Making Your Own Text Frames

Intrepid travelers will be glad to know that you don’t have to rely solely on the text frames in slide layouts. You can create text frames of your own. And PowerPoint permits you to turn an autoshape into a text frame as well.

 -  Text frame: To insert a text frame of your own, choose Insert -> Text Box or click the Text Box button on the Drawing toolbar. The cursor changes into a cross hair. Click and drag to draw the frame.

 -  Autoshape: To insert an autoshape, click the AutoShapes button on the Drawing toolbar and, on the pop-up menu, choose the kind of shape you want and then the shape itself from the submenu. Drag on the slide to draw the shape. Click in a text box or autoshape and start typing to enter the text. The Increase Font Size and Decrease Font Size buttons come in very handy when you are trying to make text fit in a text box or autoshape.

Changing the Look of Text

Most of the text-formatting commands that you know and love in Microsoft Word are also available in PowerPoint. These options are available in the Font dialog box, which you can open by choosing Format -> Font. You can also take advantage of these text-formatting shortcuts:

 -  Changing fonts: Select the text and choose an option from the Font drop-down list on the Formatting toolbar.

 -  Changing font size: Select the text and choose an option on the Font Size drop-down list. For your convenience, you can also click the Increase Font Size or Decrease Font Size buttons until the text is just so.

 -  Choosing character styles: Click the Bold, Italic, Underline, or Shadow button to change the look of the letters.

 -  Changing the color of text: Select the text, open the Font Color button’s menu and select a color.
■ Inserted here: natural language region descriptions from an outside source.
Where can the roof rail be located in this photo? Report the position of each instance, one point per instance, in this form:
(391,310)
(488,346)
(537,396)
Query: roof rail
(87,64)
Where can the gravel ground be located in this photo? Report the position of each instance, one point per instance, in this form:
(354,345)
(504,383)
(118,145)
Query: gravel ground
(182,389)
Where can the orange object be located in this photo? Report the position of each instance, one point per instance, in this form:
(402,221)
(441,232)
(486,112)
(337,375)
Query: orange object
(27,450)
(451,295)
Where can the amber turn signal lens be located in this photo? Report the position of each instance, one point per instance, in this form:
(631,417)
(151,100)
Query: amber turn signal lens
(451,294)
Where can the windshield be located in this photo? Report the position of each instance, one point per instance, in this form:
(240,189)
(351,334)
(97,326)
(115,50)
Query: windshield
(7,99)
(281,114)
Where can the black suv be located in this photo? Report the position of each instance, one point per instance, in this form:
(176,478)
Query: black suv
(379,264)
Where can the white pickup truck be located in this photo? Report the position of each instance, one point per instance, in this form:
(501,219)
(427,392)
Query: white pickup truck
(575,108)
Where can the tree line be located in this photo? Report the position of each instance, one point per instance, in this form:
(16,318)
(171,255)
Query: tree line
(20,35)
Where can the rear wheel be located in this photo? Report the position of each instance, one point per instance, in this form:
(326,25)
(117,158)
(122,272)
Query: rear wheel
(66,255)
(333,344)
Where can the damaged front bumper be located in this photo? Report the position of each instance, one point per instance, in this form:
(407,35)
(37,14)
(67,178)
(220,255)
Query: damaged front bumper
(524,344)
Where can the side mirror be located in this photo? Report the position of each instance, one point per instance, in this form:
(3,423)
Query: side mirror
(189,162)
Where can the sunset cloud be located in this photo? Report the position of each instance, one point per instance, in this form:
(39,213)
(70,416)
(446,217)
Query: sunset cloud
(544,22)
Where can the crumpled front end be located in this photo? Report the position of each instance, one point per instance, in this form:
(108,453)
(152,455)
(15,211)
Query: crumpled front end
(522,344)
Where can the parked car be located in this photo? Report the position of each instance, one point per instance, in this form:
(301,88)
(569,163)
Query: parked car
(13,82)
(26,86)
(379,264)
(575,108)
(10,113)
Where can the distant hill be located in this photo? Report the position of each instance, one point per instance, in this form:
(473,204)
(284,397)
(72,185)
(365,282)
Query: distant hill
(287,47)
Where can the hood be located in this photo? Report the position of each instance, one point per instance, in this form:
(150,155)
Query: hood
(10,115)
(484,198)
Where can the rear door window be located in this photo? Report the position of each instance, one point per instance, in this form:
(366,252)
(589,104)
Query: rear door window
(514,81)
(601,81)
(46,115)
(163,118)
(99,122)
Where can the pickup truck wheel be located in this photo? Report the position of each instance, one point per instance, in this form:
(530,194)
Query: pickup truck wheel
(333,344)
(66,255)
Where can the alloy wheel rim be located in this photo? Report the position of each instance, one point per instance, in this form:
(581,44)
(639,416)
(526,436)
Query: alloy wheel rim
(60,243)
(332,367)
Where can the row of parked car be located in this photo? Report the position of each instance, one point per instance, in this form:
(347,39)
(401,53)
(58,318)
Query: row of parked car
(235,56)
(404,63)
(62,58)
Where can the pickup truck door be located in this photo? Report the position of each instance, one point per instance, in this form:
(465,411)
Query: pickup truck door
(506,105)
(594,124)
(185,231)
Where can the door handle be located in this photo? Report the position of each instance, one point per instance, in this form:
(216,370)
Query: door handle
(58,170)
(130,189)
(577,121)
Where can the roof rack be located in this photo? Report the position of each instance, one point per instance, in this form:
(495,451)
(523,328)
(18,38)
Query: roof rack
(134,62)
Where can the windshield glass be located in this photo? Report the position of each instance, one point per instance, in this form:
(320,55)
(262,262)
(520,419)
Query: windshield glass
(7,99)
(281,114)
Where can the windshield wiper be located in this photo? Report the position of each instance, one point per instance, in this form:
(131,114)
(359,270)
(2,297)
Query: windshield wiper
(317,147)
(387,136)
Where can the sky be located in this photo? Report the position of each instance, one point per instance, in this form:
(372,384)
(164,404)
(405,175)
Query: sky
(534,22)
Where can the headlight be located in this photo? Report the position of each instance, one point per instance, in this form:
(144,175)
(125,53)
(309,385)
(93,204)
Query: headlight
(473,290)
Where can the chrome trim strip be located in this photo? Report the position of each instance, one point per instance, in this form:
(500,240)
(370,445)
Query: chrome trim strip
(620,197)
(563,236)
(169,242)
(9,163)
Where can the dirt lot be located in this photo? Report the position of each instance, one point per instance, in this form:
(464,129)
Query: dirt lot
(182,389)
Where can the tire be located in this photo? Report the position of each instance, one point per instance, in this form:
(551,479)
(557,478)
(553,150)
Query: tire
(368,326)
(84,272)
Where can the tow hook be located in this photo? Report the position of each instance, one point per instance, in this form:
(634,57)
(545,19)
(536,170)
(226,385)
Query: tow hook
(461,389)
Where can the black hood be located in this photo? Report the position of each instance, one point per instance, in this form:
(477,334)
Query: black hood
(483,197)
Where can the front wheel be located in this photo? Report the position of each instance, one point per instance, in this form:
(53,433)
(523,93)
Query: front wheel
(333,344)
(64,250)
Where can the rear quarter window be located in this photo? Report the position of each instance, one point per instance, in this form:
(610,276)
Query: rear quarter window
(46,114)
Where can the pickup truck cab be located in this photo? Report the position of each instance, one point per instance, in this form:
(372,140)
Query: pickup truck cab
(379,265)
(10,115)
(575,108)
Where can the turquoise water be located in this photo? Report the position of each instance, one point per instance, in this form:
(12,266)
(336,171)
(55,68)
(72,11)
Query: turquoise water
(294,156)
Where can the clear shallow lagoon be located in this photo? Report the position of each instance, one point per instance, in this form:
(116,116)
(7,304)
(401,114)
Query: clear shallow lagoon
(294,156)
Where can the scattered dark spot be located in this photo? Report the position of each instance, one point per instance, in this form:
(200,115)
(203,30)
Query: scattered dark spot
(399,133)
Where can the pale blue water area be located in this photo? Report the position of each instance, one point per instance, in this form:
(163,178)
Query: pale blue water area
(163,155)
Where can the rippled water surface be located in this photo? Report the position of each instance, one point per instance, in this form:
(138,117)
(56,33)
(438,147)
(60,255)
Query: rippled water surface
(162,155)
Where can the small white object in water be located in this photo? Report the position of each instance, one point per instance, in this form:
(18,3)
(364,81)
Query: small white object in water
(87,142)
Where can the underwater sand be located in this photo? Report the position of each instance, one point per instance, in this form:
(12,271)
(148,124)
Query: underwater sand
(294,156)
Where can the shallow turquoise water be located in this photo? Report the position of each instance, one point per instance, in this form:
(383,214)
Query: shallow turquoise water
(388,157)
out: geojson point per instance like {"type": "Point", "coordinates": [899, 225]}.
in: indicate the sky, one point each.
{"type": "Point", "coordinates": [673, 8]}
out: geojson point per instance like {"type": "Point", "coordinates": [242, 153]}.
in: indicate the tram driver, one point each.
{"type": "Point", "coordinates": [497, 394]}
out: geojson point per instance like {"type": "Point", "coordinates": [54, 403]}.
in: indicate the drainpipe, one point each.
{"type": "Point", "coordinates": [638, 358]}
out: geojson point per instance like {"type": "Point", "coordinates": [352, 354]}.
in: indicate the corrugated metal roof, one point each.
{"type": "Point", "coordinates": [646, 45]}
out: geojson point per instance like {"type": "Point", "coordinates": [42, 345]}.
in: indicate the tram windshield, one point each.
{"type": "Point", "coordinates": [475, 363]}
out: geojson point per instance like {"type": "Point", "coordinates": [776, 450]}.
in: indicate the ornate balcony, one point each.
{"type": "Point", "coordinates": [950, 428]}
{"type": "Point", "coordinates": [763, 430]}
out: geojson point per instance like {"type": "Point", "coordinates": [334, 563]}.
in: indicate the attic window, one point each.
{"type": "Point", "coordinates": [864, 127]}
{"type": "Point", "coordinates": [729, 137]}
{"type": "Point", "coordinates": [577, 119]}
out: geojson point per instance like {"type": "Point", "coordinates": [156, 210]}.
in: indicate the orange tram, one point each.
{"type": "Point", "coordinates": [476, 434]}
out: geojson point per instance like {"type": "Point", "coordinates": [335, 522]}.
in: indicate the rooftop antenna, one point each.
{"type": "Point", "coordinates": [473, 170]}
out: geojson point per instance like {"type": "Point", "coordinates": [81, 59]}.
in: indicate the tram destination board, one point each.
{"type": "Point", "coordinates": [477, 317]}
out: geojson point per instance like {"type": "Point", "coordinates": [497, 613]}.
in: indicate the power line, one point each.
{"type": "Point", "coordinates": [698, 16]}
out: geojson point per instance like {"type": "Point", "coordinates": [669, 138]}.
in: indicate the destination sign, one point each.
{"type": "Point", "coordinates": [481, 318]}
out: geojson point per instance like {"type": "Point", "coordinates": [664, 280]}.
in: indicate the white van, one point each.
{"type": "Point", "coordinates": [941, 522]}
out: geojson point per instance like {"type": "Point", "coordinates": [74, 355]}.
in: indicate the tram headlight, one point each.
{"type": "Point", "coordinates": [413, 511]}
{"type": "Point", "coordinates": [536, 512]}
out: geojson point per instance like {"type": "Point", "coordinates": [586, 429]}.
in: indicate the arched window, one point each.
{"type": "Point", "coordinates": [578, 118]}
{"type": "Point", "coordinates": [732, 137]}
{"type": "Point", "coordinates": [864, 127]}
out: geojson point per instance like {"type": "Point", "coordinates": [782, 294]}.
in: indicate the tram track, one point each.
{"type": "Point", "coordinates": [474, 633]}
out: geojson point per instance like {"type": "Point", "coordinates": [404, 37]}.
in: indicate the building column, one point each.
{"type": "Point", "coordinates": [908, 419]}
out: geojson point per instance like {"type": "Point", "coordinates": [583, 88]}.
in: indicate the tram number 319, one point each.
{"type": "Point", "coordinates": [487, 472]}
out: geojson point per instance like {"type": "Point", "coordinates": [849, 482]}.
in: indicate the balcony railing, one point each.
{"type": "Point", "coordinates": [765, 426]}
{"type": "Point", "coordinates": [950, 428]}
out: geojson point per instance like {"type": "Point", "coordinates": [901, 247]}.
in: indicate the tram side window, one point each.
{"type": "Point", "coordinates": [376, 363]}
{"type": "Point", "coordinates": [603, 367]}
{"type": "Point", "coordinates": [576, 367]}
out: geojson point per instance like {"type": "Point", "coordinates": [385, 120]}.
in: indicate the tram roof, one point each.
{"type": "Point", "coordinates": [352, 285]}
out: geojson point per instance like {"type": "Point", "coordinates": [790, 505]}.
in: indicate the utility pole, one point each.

 -  Changing case: Case refers to whether letters are upper- or lowercase. Press Shift+F3 as many times as necessary until the letters are the right case: Sentence case, lowercase, UPPERCASE, or Title Case. You can also choose Format -> Change Case and make a choice in the Change Case dialog box. To quickly change fonts throughout a presentation, PowerPoint offers the Format -> Replace Fonts command. Going to the Slide Master is another way to change fonts throughout a presentation.